ReChargeはShopify Plusの公式アプリに認定されており、特に欧米において人気のアプリとなっています。オートメーション機能が充実しており、督促処理や在庫予測機能などサブスクリプションを運営する上では必要な機能が充実しています。サブスクリプションに特化した商品の販売を考えている方にはおすすめできるアプリです。

料金プラン
スタンダードプラン…月額$39.99(約4,220円)+取引ごとに1%+5セントの手数料(最初は無料)
プロプラン…月額$300(約31,650円)+取引ごとに1%+5セントの手数料
※スタンダードプランは$100,000ドルの取引が行われるまでは無料で利用可能です。

ReChargeのメリット

まず第一に、自由度の高いサブスクリプションを展開できることがあります。独自のテーマ変更エンジンがあるため、ストアのスタイルやブランドに合わせてデザインを変更することができます。また、第二のメリットとして、業務を効率的に管理できることがあります。メール送信による督促対応や初回注文時の割引といった自動的に販促を行う機能が備わっているため、ユーザーとのスムーズなコミュニケーションも可能になっています。

ReChargeのデメリット

デメリットは大きく二つあります。

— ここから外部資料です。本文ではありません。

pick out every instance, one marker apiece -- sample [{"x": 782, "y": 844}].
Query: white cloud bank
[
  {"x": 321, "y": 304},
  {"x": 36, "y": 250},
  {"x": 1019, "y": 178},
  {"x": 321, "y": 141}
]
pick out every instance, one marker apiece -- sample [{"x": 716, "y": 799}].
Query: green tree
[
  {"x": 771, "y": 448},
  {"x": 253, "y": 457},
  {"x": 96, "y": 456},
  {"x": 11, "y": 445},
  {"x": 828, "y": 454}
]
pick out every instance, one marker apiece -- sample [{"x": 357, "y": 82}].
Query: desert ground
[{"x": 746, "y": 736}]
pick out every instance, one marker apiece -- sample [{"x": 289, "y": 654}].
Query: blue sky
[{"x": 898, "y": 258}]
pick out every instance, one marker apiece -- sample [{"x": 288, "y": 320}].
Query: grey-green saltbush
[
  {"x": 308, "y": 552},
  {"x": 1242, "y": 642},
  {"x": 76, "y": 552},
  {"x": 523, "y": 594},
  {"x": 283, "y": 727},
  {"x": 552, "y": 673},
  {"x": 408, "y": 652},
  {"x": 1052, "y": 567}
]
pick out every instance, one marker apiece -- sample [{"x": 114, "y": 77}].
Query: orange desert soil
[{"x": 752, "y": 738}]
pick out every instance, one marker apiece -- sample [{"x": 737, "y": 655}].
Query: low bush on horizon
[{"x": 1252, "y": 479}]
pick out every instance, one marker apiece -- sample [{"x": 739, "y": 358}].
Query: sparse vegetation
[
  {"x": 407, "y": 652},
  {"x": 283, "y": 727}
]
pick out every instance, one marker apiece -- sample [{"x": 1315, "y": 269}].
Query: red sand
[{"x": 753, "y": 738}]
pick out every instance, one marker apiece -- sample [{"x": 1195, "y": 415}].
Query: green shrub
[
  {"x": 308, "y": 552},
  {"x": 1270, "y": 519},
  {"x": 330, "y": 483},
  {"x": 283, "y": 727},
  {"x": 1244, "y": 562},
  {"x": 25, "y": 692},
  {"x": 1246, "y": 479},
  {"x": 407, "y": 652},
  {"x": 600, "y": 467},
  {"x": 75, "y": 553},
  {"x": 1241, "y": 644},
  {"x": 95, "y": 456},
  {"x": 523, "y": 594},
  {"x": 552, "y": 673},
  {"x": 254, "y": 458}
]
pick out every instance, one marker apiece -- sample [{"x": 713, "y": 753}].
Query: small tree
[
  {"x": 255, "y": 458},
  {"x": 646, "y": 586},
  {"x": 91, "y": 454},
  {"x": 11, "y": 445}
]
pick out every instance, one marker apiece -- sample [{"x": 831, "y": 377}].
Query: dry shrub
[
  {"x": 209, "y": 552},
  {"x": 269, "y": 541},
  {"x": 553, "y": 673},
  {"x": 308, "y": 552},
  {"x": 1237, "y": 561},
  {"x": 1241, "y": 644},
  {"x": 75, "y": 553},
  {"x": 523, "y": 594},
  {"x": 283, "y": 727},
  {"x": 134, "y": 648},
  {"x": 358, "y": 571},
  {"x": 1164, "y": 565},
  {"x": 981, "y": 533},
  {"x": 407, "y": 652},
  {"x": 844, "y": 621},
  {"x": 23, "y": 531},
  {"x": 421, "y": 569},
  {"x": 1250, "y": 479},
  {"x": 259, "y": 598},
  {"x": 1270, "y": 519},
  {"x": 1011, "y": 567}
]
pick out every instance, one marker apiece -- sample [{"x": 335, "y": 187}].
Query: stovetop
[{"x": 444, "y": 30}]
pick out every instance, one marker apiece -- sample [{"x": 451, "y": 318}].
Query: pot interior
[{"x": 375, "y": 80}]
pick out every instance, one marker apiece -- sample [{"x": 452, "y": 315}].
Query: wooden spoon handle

一つは英語対応しかしていないことです。ReChargeは英語のみの対応のため、英語が苦手な方には手間がかかるかもしれません。もう一つのデメリットは決済プロバイダが少ないことです。導入できる決済サービスはStripe, Authorize.net, Braintreeの三つのみのため注意が必要です。

結局どれがオススメなの?

ここまで3つの導入方法を詳細に説明してきましたが、結局どの方法を採用したらいいか分からない方もいらっしゃると思います。以下ではそれぞれの導入方法がどのような人におすすめできるのか整理してみました。

・ShopifyのサブスクリプションAPI
 →工数をかけてでも、単発購入と統一感の持ったサブスクリプションサービスを導入したい方
・Shopifyのアプリ(Bold Subscriptions)
 →メインは単発の商品購入だが、サブスクリプション機能をサービスの一つとして導入したい方
・Shopifyのアプリ(ReCharge)
 →自由度高くサブスクリプションに特化したサービスを導入したい方

この内容はあくまで参考ですが、導入方法に迷っている方は一つの目安としてみていただけると良いかと思います。

まとめ

以上がShopifyでサブスクリプションを導入する3つの方法でした。今回紹介した3つの方法は、実際に行いたいサブスクリプションサービスの特徴に合わせてどの方法を導入するか決めることが重要です。自社でのサブスクリプションを考え始めている方はここでの内容を参考に導入を検討してみてはいかがでしょうか。